- Court: High Court of New Zealand
- Full case name: Homeguard Products (New Zealand) Limited v Kiwi Packaging Limited
- Decided: 1981
- Citation: [1981] 2 NZLR 322

Court membership
- Judge sitting: Barker J

Keywords
- accord & satisfaction

= Homeguard Products (New Zealand) Ltd v Kiwi Packaging Ltd =

Homeguard Products (New Zealand) Ltd v Kiwi Packaging Ltd [1981] 2 NZLR 322 was a case of the High Court of New Zealand, regarding whether the banking of cheques tendered as full settlement of disputed accounts. The High Court ruled that by banking the debtor's cheque, Kiwi Packaging consented to the terms attached to the cheque.

==Background==
Kiwi Packaging supplied Homeguard with packaging materials. For unexplained reasons, a dispute arose between the parties just what the final balance owing was. This was not helped by Kiwi Packaging giving different amounts as the final balance, ranging from $901.84 to $1,187.60.

Homeguard thought the balance was even less than these amounts, with their calculation being for $765.97, and as a consequence, sent Kiwi Packaging a cheque for $765.97 with a note attached saying this amount was tendered "in full settlement of our account".

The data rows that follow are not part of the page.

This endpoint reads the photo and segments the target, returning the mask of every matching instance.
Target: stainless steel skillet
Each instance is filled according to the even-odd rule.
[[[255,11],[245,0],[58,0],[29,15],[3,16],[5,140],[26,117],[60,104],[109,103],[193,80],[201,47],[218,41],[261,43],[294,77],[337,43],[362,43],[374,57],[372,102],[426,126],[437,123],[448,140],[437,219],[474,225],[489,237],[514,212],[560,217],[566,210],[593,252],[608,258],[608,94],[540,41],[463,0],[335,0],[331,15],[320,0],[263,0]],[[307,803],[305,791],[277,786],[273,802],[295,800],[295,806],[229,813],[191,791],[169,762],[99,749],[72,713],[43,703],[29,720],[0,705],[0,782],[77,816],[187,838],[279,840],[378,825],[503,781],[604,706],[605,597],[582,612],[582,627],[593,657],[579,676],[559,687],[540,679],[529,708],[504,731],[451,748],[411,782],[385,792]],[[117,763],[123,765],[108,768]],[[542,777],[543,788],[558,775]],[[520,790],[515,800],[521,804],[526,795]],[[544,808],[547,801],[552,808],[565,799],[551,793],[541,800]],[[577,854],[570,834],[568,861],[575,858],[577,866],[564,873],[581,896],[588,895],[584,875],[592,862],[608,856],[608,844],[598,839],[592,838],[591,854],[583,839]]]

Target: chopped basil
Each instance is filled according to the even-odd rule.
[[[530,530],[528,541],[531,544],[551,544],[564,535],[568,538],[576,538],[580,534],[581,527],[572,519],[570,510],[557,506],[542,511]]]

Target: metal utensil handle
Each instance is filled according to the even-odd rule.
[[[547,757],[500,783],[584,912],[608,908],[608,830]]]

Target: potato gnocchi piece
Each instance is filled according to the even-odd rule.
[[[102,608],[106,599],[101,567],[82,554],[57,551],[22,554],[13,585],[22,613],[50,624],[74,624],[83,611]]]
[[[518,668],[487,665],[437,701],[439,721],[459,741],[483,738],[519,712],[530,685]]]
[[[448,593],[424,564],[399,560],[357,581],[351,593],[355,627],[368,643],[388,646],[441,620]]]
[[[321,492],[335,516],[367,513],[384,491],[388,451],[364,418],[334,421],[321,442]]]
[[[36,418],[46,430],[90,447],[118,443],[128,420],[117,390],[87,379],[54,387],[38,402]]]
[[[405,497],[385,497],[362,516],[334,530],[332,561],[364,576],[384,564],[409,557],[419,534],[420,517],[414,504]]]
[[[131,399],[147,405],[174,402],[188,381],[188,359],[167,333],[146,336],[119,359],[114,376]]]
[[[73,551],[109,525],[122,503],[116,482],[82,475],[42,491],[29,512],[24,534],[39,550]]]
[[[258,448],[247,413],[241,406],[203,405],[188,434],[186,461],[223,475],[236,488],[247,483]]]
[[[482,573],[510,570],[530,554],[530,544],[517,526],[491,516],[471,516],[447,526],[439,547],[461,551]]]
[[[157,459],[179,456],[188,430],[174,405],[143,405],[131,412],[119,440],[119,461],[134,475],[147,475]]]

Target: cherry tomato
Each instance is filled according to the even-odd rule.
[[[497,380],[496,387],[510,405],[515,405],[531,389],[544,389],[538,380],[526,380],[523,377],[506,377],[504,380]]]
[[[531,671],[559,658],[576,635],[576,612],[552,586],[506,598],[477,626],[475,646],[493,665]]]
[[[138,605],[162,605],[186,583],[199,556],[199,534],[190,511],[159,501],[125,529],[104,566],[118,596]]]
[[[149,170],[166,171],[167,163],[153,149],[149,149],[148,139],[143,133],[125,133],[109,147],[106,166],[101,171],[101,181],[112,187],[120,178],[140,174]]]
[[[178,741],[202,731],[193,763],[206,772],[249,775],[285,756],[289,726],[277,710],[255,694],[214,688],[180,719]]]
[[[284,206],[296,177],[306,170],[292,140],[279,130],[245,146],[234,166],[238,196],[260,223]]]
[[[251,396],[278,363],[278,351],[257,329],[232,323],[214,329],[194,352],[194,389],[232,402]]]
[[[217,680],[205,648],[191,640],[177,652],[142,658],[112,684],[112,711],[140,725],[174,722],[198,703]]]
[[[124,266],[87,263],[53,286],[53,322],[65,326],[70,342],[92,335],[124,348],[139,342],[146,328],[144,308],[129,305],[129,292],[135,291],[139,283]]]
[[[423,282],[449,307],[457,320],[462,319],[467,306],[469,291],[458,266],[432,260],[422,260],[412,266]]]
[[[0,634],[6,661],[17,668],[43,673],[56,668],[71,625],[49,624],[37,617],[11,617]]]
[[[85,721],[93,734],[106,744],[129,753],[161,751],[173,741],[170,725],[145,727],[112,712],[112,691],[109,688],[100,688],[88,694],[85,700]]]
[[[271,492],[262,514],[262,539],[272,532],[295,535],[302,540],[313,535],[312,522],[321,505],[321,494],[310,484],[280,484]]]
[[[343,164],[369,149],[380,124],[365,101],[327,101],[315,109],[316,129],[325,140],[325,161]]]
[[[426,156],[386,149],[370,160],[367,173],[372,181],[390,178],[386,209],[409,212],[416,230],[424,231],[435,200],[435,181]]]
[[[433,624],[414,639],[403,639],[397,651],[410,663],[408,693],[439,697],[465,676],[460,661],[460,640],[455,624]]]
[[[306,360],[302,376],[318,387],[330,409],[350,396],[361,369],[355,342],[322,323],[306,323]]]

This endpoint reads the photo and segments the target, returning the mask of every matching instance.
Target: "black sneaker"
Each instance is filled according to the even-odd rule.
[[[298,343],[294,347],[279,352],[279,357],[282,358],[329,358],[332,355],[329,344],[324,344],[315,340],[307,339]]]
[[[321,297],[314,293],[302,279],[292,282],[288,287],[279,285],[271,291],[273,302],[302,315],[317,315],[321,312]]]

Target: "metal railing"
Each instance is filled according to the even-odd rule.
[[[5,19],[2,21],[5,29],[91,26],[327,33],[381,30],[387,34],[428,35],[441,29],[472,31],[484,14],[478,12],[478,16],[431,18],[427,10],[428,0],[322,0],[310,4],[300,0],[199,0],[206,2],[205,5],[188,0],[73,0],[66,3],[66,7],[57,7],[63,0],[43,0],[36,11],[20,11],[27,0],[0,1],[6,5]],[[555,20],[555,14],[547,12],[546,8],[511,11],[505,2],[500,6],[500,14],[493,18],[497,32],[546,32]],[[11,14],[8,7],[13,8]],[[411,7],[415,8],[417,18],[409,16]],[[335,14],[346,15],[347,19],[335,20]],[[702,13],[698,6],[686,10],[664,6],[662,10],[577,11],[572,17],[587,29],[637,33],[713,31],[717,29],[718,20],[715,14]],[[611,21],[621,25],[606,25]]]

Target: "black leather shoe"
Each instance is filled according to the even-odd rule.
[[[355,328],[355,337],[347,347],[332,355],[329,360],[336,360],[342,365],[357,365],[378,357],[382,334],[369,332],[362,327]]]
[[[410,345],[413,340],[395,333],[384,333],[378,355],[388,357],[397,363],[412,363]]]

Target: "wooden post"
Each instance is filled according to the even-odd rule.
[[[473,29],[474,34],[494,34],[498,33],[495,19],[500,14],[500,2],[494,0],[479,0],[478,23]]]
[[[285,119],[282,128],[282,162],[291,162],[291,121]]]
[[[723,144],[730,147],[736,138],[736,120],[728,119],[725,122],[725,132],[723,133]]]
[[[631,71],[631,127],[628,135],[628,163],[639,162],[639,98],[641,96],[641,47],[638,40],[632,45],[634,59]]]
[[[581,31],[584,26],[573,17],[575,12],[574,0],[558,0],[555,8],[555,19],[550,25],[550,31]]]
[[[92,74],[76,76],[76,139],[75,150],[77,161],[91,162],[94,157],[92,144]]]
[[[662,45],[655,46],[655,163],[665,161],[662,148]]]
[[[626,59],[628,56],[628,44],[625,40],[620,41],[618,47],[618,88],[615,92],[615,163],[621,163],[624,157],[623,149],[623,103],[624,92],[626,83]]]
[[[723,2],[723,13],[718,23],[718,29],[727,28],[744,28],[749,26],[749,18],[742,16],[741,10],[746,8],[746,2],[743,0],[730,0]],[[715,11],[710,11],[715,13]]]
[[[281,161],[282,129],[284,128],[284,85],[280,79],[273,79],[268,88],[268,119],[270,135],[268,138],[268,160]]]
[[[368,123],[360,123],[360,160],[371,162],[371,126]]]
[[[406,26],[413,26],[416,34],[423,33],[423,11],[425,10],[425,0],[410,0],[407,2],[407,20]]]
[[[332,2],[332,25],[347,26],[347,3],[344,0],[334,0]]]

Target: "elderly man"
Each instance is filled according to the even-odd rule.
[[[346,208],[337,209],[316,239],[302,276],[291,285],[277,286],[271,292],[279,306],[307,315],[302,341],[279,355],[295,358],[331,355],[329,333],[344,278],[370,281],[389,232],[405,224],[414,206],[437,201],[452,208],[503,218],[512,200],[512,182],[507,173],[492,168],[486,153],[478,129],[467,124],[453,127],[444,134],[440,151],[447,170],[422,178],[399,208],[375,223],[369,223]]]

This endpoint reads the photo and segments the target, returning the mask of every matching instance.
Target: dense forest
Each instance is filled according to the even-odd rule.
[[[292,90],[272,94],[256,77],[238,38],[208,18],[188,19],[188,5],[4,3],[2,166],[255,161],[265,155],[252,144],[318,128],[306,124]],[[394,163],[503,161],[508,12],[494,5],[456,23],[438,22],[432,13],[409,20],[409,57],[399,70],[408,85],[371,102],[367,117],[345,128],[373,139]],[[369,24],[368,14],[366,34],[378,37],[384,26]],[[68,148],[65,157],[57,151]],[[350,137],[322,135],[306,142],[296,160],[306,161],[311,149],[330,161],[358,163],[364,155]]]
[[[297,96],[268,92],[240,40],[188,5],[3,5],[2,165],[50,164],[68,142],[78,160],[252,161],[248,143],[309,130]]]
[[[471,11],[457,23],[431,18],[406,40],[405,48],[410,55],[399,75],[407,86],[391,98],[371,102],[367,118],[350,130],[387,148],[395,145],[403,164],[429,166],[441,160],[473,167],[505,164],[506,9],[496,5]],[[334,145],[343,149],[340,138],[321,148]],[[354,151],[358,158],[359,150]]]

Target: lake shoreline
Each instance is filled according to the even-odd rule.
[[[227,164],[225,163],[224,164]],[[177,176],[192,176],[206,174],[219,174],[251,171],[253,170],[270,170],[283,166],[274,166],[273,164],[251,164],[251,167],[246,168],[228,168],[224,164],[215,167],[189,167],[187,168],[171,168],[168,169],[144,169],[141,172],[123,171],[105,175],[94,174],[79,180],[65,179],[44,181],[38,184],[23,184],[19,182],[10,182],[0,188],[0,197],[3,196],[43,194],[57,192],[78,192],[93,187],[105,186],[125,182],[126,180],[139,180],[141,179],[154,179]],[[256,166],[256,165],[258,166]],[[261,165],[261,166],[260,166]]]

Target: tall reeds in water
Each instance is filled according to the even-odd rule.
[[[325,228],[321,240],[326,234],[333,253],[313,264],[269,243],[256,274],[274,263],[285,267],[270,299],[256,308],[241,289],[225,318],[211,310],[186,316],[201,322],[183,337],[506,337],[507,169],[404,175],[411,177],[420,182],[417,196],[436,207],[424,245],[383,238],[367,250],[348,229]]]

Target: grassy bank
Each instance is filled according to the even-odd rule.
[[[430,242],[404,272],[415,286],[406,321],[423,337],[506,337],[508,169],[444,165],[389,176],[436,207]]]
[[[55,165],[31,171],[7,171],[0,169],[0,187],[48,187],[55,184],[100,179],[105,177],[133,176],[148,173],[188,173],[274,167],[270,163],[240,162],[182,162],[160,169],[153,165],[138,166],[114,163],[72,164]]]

Kiwi Packaging, despite banking the cheque, sued Homeguard for the balance of $136 in the District Court, and won judgment for the balance remaining. Homeguard appealed to the High Court.

==Decision==
By banking the debtor's cheque, Kiwi Packaging in effect consented to the terms attached to the cheque. Accordingly, the judge ruled that accord and satisfaction occurred, resulting in the debt being legally extinguished upon the creditor's banking of the cheque. Barker J said:
"It seems that there is some onus on a creditor wishing to escape the consequences of the general rule that an inference is to be drawn from the banking of the cheque in favour of the debtor; the creditor should very promptly indicate its dissent from the basis on which the cheque was sent".

The court was silent on just how long "promptly" might mean.